Min Decision Transformer Save

Minimal implementation of Decision Transformer: Reinforcement Learning via Sequence Modeling in PyTorch for mujoco control tasks in OpenAI gym

Project README

Decision Transformer

Overview

Minimal code for Decision Transformer: Reinforcement Learning via Sequence Modeling for mujoco control tasks in OpenAI gym. Notable difference from official implementation are:

  • Simple GPT implementation (causal transformer)
  • Uses PyTorch's Dataset and Dataloader class and removes redundant computations for calculating rewards to go and state normalization for efficient training
  • Can be trained and the results can be visualized and rendered on google colab with the provided notebook

Open min_decision_transformer.ipynb in Google Colab Open In Colab

Results

Note: these results are mean and variance of 3 random seeds obtained after 20k updates (due to timelimits on GPU resources on colab) while the official results are obtained after 100k updates. So these numbers are not directly comparable, but they can be used as rough reference points along with their corresponding plots to measure the learning progress of the model. The variance in returns and scores should decrease as training reaches saturation.
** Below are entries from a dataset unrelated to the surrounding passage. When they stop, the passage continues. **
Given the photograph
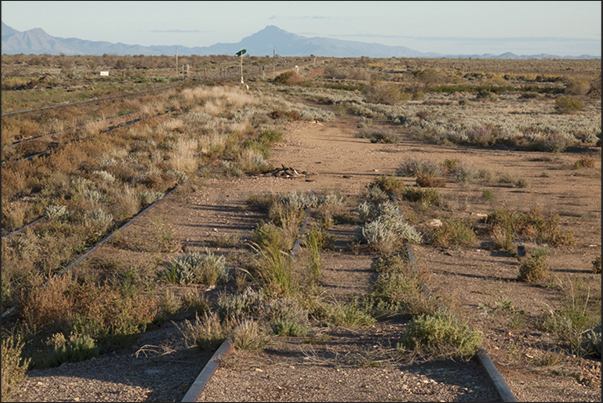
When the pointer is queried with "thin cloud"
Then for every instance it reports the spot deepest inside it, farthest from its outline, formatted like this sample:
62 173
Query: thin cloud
179 31
461 39
303 17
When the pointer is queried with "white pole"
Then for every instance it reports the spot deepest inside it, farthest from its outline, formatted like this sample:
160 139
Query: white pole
241 69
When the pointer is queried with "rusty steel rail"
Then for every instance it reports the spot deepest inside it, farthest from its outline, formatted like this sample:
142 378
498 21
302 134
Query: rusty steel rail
227 346
86 101
501 386
27 140
102 242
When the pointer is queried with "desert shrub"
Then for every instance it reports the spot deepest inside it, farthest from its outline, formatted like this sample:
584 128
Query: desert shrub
591 341
396 292
288 78
554 143
287 317
194 268
379 92
206 333
274 270
456 232
584 162
379 135
428 181
535 267
488 194
271 136
450 165
313 241
522 183
413 167
427 196
77 348
240 305
597 265
579 87
352 313
388 230
575 320
192 299
249 335
568 105
441 334
464 175
13 365
388 184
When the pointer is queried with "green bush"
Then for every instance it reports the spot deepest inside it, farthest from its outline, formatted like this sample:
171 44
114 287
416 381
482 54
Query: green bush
271 136
288 78
379 92
388 184
575 320
442 334
456 232
77 348
207 333
579 87
568 105
535 267
249 335
194 268
338 313
13 366
591 341
597 265
488 194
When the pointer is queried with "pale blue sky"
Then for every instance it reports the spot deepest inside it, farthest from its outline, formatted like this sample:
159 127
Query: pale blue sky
561 28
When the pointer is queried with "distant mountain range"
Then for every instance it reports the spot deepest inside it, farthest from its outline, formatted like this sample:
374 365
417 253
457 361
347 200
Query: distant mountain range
36 41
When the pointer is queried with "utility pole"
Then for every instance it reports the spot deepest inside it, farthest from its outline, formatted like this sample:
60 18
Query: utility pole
240 53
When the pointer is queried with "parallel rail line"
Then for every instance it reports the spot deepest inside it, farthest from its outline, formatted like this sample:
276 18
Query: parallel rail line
86 101
493 373
103 241
228 344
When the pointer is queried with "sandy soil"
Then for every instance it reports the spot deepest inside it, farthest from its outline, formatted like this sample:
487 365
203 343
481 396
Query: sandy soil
290 370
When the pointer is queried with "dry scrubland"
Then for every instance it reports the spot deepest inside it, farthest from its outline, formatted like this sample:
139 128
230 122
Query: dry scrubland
87 189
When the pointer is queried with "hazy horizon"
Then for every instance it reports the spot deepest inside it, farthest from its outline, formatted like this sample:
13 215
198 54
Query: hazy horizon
523 28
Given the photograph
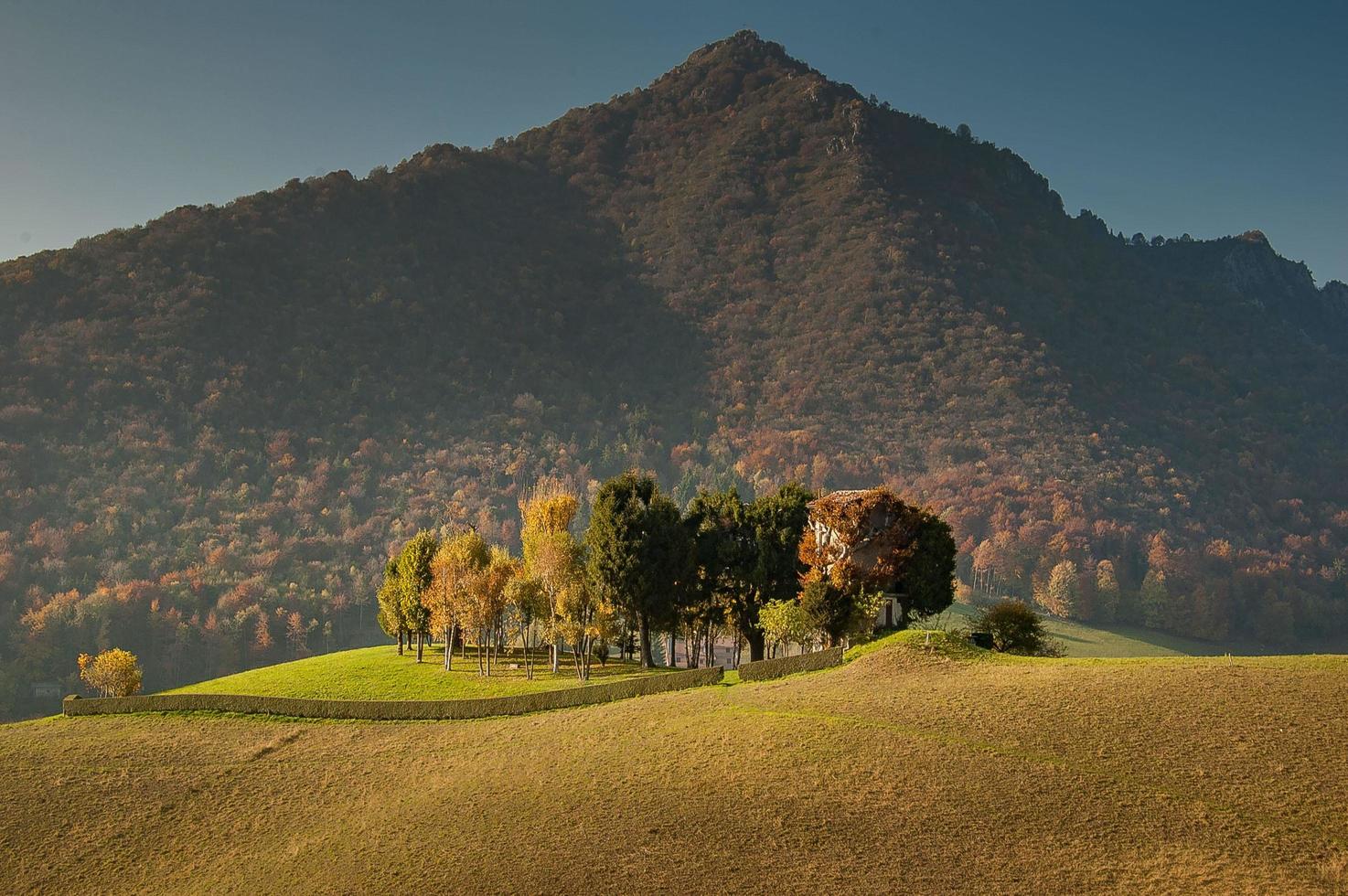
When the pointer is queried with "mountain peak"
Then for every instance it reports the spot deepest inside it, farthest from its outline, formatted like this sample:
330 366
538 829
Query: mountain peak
743 50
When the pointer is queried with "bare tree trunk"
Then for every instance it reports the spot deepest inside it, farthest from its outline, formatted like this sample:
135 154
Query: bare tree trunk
645 642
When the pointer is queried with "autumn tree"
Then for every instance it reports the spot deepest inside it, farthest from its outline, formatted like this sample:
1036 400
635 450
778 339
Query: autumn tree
1063 594
113 673
840 613
786 623
455 565
414 577
487 605
1154 599
297 634
1107 591
391 603
526 603
551 554
861 542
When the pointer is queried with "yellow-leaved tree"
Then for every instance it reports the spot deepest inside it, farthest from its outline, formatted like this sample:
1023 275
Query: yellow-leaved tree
551 552
113 673
457 563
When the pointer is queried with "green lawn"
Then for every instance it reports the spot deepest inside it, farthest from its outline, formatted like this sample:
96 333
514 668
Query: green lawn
379 673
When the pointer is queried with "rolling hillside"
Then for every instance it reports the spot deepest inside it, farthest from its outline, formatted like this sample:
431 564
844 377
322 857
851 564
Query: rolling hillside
212 427
904 770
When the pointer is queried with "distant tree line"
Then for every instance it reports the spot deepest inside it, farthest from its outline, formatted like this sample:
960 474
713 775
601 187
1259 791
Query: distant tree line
642 571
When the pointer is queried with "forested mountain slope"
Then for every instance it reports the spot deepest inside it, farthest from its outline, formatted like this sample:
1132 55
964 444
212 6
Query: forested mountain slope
212 427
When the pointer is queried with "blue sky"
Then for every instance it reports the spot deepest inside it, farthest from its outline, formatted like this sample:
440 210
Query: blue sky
1163 117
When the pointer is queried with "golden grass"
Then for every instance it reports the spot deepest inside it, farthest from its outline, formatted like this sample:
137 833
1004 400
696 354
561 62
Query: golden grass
902 771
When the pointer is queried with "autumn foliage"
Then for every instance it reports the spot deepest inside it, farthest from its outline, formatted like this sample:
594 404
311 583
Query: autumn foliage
113 673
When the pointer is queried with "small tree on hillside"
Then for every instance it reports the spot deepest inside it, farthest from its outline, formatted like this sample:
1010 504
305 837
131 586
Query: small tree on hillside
391 603
457 562
637 554
525 605
840 613
487 603
1064 591
551 554
414 577
786 623
1015 628
925 583
112 673
1107 591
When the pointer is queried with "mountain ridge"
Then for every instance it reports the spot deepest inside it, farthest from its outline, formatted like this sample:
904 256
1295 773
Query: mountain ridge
740 273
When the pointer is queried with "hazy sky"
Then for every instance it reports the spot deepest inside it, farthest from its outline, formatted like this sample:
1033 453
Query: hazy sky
1163 117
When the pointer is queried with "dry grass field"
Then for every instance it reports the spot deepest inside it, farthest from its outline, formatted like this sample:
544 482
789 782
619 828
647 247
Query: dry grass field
906 770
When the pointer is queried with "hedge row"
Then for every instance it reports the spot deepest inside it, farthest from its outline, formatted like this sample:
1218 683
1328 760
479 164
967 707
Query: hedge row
762 670
390 710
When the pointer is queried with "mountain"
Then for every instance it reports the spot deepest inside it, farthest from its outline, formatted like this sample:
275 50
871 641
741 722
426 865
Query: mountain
215 426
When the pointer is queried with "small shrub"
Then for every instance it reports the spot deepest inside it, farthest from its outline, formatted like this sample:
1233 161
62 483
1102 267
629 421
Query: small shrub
1015 628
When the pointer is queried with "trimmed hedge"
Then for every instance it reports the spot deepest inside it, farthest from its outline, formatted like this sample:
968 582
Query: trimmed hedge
392 710
764 670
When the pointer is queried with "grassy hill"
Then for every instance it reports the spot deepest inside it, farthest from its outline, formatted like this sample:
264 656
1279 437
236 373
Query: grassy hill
380 674
904 770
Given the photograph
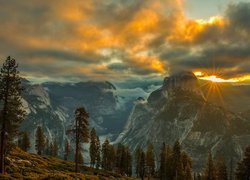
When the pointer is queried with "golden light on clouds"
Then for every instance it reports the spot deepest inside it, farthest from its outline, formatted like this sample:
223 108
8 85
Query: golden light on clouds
215 78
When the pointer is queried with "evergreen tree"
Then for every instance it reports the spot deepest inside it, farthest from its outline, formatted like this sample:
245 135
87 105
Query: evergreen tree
40 140
66 150
243 167
187 166
163 162
105 155
142 166
150 161
138 160
47 147
120 159
51 148
12 113
80 158
25 142
80 131
188 172
169 172
221 169
93 147
128 158
98 154
111 157
209 172
54 148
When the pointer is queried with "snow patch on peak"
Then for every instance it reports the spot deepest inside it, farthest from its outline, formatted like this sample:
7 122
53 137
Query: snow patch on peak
41 94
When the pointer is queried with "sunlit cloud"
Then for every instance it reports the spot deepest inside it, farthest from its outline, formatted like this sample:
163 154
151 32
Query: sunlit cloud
121 39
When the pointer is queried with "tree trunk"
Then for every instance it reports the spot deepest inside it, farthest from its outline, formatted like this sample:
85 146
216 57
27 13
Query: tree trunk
77 148
2 150
4 114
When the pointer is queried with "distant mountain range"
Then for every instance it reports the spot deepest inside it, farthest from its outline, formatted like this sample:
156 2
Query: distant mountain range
143 112
52 106
180 111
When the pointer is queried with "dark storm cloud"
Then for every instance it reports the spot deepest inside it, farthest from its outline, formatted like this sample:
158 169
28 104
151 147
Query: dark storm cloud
121 38
238 16
117 66
62 55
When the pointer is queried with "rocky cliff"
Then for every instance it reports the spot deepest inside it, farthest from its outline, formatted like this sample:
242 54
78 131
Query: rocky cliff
178 110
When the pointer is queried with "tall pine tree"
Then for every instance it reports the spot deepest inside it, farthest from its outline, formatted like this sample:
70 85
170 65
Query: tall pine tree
138 152
66 150
40 140
209 172
12 113
150 161
25 142
80 131
98 154
163 162
243 167
221 169
93 147
142 170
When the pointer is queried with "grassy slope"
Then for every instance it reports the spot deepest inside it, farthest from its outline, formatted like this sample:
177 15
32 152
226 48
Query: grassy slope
22 165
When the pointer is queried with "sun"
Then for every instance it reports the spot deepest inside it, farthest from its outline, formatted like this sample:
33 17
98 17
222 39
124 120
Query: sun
214 78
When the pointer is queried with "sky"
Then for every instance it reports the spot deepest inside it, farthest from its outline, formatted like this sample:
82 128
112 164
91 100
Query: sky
122 40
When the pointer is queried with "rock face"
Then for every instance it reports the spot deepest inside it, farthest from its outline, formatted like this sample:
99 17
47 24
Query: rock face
178 110
52 106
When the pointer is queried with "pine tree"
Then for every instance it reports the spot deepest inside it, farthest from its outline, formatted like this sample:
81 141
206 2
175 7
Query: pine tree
47 147
138 160
80 131
142 165
80 158
98 154
221 169
187 166
163 162
66 150
128 158
209 172
12 113
55 148
93 147
150 161
188 172
40 140
111 157
169 172
105 154
25 142
120 159
51 148
243 167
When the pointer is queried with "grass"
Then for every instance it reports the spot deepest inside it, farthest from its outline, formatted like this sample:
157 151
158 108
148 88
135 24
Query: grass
23 165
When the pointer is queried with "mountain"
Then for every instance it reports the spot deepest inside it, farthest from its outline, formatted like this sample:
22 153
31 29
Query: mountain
179 111
23 165
52 106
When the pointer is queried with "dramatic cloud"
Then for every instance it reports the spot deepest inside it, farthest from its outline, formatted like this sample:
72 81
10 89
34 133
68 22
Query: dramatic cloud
121 39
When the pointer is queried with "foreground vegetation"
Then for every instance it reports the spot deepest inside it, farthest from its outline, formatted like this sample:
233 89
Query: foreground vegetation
23 165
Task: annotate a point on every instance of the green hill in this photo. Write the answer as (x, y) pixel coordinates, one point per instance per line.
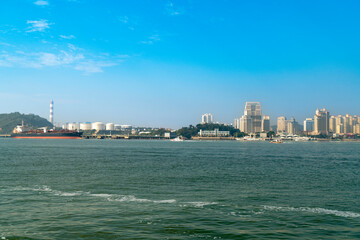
(8, 121)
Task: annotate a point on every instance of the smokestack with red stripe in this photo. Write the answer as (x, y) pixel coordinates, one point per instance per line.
(51, 112)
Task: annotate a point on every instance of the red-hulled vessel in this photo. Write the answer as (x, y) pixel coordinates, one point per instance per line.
(22, 131)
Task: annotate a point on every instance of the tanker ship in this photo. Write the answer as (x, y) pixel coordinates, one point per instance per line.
(22, 131)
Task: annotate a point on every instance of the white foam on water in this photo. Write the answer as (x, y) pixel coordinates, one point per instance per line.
(338, 213)
(198, 204)
(129, 198)
(102, 195)
(65, 194)
(165, 201)
(108, 197)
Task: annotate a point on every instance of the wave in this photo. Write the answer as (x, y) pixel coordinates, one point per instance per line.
(338, 213)
(198, 204)
(108, 197)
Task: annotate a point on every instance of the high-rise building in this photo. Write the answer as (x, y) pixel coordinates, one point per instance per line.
(253, 110)
(348, 123)
(339, 128)
(308, 125)
(206, 118)
(321, 122)
(292, 127)
(265, 125)
(236, 123)
(357, 128)
(51, 117)
(246, 124)
(281, 124)
(332, 124)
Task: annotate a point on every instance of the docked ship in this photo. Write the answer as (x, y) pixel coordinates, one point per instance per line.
(22, 131)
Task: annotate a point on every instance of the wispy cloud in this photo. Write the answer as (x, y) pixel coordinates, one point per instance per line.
(38, 25)
(92, 66)
(41, 3)
(67, 37)
(130, 23)
(172, 10)
(151, 40)
(72, 57)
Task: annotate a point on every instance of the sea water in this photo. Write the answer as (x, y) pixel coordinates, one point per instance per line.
(130, 189)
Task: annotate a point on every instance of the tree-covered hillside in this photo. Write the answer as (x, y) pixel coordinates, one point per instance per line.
(8, 121)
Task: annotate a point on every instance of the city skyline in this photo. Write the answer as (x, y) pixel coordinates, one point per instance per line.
(168, 62)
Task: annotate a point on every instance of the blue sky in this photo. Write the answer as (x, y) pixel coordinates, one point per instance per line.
(164, 63)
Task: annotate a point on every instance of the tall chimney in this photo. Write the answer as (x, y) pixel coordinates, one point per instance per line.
(52, 112)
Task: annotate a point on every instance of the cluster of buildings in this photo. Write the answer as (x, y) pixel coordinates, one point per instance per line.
(324, 123)
(97, 126)
(252, 121)
(206, 118)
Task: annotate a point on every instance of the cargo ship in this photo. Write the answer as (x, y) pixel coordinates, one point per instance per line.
(22, 131)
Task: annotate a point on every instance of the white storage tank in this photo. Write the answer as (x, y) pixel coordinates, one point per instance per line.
(85, 126)
(110, 126)
(73, 126)
(98, 126)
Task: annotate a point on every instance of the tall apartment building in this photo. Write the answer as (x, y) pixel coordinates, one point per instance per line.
(332, 124)
(281, 125)
(292, 127)
(321, 122)
(206, 118)
(251, 121)
(236, 123)
(246, 124)
(308, 125)
(265, 124)
(253, 109)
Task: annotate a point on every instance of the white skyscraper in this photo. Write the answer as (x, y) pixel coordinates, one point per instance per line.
(251, 121)
(321, 122)
(308, 125)
(206, 118)
(281, 125)
(265, 125)
(51, 118)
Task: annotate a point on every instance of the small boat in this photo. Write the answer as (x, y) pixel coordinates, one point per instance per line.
(178, 139)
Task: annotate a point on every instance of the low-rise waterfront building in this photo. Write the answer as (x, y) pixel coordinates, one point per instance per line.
(213, 133)
(206, 118)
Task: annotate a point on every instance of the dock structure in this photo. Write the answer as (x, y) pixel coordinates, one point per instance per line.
(4, 135)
Dataset Environment DT (this repo) 20k updates DT (official) 100k updates
Medium HalfCheetah 42.18 ± 00.59 42.60 ± 00.10
Medium Hopper 69.43 ± 27.34 67.60 ± 01.00
Medium Walker 75.47 ± 31.08 74.00 ± 01.40

Instructions

Mujoco-py

Install mujoco-py library by following instructions on mujoco-py repo

D4RL Data

Datasets are expected to be stored in the data directory. Install the D4RL repo. Then save formatted data in the data directory by running the following script:

python3 data/download_d4rl_datasets.py

Running experiments

  • Example command for training:
python3 scripts/train.py --env halfcheetah --dataset medium --device cuda
  • Example command for testing with a pretrained model:
python3 scripts/test.py --env halfcheetah --dataset medium --device cpu --num_eval_ep 1 --chk_pt_name dt_halfcheetah-medium-v2_model_22-02-13-09-03-10_best.pt

The dataset needs to be specified for testing, to load the same state normalization statistics (mean and var) that is used for training. An additional --render flag can be passed to the script for rendering the test episode.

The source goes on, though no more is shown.